Buy A Used Car
To some people, buying a used car is like betting all your money on red at the roulette table. You just don’t know what you could end up with! Of course, plenty of guides online show you how to be a savvy car buyer. There’s even a helpful guide here on this blog!
But, what you don’t usually hear from people is what to do post-purchase. Yes, driving your new (used) car is the obvious answer. But, no-one really talks about how to make the vehicle in tip-top condition.
All too often, people buy used cars and just drive them. They seldom do any exhaustive checks to make sure they are 100% roadworthy. Yes, the car might have an MOT on it. But, that only means it was roadworthy at the time of the test. As you can appreciate, anything could have happened between then and now!
If you ask anyone that knows me, they’ll tell you how I scrutinise the cars I buy. If you want years of trouble-free motoring, you should be doing the same thing too! Here is what I do whenever I buy a used car:
1. Give the car a thorough clean inside and out
Let’s face it. Used car dealers seldom spend much time making the vehicles they sell look like new. They might do a quick wash and rinse, and let nature dry the vehicle. You might even be lucky if they spend some time vacuuming the interior. But, that’s usually as far as things go.
I always give my used cars a comprehensive clean. Why? First of all, I can determine if there is any rust or panel damage. And, inside the car, I can check for any damaged interior trim panels. A thorough clean of the car ensures that you know what you’re working with!
2. Steam clean and degrease the engine bay
Sticking with the subject of cleaning, I turn my attention to what’s under the bonnet. Using a small steam cleaner and degreaser spray, I can wipe off any oil and dirt. I usually attack areas around the engine block. I also turn my attention to the oil sump.
Why do I do this? If there are any leaks, I want to know where they come from. A clean engine bay makes locating the source of a leak easy.
3. Replace the tyres
Unless you’re buying a prestige car, chances are the tyres on your used vehicle won’t be great. In fact, it’s likely the dealer or seller will have fitted budget brand tyres to the car!
As a rule, I usually get AA Tyres out to fit new rubber for me. The only time I don’t change the tyres is if I know they are new. One way to be sure is by checking the manufacturing date stamp on the sidewall. It might say something like 0416 (week 4 of 52, in the year 2016).
4. Replace the brake discs and pads
The thing about vehicle brakes is you seldom know what quality of parts got fitted. In fact, you don’t even know if they got fitted correctly by the previous owner!
Brake discs and pads aren’t difficult to change. All you need is a few basic tools, axle stands, and a trolley jack. You can buy the parts cheap from places like EuroCarParts. Just make sure you stick to well-known brands. I also recommend “bleeding” the brake fluid for a sharper pedal response.
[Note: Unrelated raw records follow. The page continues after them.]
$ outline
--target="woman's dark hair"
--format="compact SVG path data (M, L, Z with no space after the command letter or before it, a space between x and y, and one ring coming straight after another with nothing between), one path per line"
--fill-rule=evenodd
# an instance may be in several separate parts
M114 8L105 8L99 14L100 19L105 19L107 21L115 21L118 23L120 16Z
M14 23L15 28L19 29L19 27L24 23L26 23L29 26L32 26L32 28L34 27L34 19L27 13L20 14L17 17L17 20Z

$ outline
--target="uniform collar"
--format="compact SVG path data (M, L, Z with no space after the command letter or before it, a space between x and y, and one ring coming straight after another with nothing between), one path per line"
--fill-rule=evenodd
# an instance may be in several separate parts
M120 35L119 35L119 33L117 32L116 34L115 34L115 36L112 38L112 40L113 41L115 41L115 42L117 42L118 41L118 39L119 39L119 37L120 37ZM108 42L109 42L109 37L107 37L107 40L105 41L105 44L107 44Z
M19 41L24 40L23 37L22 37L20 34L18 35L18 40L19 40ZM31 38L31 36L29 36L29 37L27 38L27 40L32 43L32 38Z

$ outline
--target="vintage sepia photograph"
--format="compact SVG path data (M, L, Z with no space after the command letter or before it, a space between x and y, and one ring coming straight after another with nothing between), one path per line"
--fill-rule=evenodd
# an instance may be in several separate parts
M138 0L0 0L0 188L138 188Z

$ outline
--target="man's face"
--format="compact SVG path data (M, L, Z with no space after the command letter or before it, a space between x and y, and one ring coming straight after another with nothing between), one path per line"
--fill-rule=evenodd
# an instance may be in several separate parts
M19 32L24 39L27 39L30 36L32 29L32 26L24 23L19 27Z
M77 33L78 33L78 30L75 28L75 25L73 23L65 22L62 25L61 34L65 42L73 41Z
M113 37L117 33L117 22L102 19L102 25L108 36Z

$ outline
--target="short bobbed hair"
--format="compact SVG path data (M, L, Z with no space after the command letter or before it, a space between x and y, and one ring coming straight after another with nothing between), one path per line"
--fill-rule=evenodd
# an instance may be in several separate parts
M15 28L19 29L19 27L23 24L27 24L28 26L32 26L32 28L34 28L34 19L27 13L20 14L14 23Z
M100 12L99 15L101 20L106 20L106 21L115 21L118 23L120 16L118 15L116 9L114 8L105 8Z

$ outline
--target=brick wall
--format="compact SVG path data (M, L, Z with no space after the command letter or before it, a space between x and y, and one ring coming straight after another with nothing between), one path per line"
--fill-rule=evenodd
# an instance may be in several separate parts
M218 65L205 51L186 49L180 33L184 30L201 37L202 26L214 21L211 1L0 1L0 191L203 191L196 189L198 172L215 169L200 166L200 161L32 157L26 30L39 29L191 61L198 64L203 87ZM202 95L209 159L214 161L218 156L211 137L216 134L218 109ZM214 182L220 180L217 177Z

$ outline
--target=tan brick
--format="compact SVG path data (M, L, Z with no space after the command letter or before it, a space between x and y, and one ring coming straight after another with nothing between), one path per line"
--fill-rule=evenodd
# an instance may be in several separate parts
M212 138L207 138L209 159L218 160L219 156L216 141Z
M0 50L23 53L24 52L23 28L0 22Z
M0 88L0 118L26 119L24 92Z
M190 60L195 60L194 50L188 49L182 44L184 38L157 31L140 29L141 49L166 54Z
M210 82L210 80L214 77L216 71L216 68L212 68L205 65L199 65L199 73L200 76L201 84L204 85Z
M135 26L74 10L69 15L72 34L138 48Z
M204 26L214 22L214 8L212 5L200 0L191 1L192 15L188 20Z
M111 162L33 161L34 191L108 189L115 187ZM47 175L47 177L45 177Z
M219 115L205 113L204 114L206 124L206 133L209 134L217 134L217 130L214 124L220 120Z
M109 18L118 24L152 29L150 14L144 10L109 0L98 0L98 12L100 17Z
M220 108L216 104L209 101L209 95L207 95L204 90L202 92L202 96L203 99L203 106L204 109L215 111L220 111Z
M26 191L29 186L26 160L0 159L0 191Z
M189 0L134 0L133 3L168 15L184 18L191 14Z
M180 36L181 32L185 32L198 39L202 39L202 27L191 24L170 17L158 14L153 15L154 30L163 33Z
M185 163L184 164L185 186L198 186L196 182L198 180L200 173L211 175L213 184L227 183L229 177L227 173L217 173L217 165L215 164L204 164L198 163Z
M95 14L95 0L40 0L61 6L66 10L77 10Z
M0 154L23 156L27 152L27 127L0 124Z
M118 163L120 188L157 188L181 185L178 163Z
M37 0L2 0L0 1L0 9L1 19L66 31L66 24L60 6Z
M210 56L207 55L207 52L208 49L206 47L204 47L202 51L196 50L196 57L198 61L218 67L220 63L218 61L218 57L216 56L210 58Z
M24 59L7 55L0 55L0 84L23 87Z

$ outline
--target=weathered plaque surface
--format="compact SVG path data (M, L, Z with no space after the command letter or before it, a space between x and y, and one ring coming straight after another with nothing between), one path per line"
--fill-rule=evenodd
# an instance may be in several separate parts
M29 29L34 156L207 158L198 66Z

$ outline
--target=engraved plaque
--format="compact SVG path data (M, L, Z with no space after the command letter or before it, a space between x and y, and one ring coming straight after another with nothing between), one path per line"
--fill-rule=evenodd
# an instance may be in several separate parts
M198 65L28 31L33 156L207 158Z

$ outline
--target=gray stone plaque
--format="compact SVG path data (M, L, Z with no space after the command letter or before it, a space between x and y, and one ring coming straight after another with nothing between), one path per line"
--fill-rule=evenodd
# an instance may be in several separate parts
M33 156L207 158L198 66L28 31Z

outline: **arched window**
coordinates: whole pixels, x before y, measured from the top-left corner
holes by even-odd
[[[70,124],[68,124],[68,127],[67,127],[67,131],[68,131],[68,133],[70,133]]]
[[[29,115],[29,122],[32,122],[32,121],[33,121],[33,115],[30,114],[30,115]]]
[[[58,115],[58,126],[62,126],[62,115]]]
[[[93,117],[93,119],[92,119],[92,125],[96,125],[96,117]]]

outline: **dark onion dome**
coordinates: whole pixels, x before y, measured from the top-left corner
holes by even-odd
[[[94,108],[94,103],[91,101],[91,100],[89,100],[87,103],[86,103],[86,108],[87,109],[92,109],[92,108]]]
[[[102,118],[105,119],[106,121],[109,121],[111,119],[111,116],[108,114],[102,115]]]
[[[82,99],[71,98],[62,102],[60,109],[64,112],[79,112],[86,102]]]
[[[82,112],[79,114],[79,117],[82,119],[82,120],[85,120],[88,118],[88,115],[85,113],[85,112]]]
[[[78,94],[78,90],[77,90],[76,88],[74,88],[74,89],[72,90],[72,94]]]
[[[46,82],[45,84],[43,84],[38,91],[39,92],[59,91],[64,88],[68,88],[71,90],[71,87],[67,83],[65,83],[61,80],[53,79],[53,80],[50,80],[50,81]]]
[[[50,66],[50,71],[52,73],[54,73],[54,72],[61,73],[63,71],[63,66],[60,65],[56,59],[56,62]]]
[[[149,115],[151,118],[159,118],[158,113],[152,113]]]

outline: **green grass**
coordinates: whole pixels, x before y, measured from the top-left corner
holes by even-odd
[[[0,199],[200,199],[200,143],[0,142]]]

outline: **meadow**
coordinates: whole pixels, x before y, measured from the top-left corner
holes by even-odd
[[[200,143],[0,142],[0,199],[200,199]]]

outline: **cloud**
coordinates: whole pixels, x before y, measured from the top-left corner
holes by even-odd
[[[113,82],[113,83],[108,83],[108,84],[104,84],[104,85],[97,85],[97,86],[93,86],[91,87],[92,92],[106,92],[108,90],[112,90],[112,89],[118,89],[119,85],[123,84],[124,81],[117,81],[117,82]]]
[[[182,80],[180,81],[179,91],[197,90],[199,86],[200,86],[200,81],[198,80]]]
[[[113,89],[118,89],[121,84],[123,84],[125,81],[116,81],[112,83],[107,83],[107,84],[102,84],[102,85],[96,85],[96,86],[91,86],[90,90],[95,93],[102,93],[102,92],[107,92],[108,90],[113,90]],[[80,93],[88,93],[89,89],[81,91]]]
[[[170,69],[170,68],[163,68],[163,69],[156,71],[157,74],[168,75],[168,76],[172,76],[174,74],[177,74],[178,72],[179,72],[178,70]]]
5. Have a “cam belt kit” fitted by a garage
Now here is one of those mechanical jobs that are best left to a garage. You might not know it, but the cam belt isn’t the only thing you should check. The tensioners (the “rollers” they fit on) and the water pump should also get replaced at the same time.
Whenever I buy a used car, I always get a new cam belt kit fitted. Let’s face it. It’s cheaper to pay £300 for the work and have peace of mind than £1,000+ for a new engine if your cam belt snaps!
6. Carry out a service on the car
At the same time as having the cam belt kit fitted, I usually have the engine serviced too. Believe it or not, it works out cheaper to have all this work done at the same time. Aside from the oil and filter, I like to have the coolant, brake fluid and power steering fluid replaced.
Doing so means that the car will now run on fresh fluids. I don’t have to worry about it overheating or under-performing!
7. Go on a long motorway journey
Today’s modern cars often suffer from one thing. People don’t drive them on long distances! As a result, the upper parts of the engine get coked up with carbon deposits. One way to clear all that carbon is by going on a high-speed motorway journey.
In essence, you are “blowing away” the deposit from the engine. It’s also a good idea to do that in a diesel car. In either case, short journeys can block up parts like the EGR valve. When that stops working, your engine’s emissions will rise. Plus, the car will run rough and use more fuel. And last, but not least, it could even cause the car to fail its next MOT!
Just be sure to fill up with fuel before you set off down the motorway!
8. Get some breakdown cover
The final thing I do whenever I buy any used car is to take out breakdown cover. It doesn’t matter whether you get cover from the AA, RAC or Green Flag. What does matter is that you’ve got some backup should your car stop working on the road.
There’s nothing worse than trying to deal with a mechanical emergency on the roadside. Especially if you happen to have your family in tow with you.
I hope you’ve found this blog post useful today. The points I’ve made might seem a bit overkill to some people. But, they are necessary for trouble-free motoring!